The move appeared to be part of a government effort to persuade citizens to vote in the Oct. 15 constitutional referendum, particularly the Sunni minority.

Many Sunni leaders and insurgents are calling for a boycott or a "no" vote in the referendum. They say the document would leave Sunnis — who were dominant under Saddam but lost power after his ouster — with far less power than the country's Kurds and majority Shiites.

If two-thirds of voters in any three of Iraq's 18 provinces reject the charter, a new government must be formed and the process of writing a constitution starts over.

The attacks came a day after at least 33 Iraqis were killed in a series of attacks.

On Sunday, gunmen loyal to radical Shiite cleric Muqtada al-Sadr (search) ambushed an Iraqi patrol in an eastern Baghdad slum, and U.S. forces joined a 90-minute gunbattle, killing as many as eight of the attackers in the first significant violence in the neighborhood in nearly a year.

Al-Sadr's militia, the al-Mahdi Army (search), was a stubborn problem for American forces until a truce was negotiated about a year ago that let some U.S. troops pull out of Sadr City to join the November assault on the insurgent stronghold of Fallujah, west of the capital.

Before the truce, al-Sadr's forces had led unsuccessful but bloody uprisings against coalition forces in Kut and the holy cities of Najaf and Karbala, south of Baghdad.

Violence in the poor Shiite district could deepen opposition to the constitution among al-Sadr's supporters, who are bucking mainstream Shiite support for the charter. Shiite unity has been seen as critical for passage of the basic law.

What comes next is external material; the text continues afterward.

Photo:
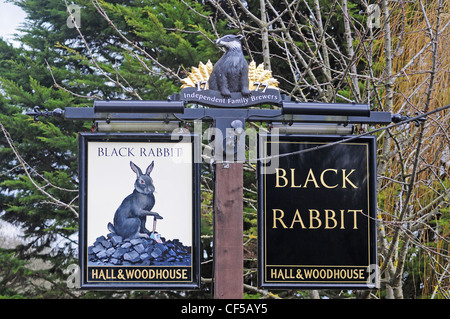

A statement from al-Sadr's office accused U.S. forces of trying to draw them into a battle "aimed at destroying Iraqi towns, particularly those in pro-Sadr areas and .... to prevent al-Sadr followers from voting" in the referendum.

Elsewhere in Baghdad on Sunday, armed men pulled off a daring armored car robbery, killing two guards and escaping with $850,000, and a suicide car bomber slammed into a convoy carrying Interior Ministry commandos, killing seven of them and two civilians.

South of the capital, two separate bicycle bombings in town markets killed at least seven people and wounded dozens Sunday.

In Samarra, 60 miles north of Baghdad, three mortar shells landed in a residential district. One shell hit a house, killing seven members of one family, including children, according to police Capt. Laith Muhammed.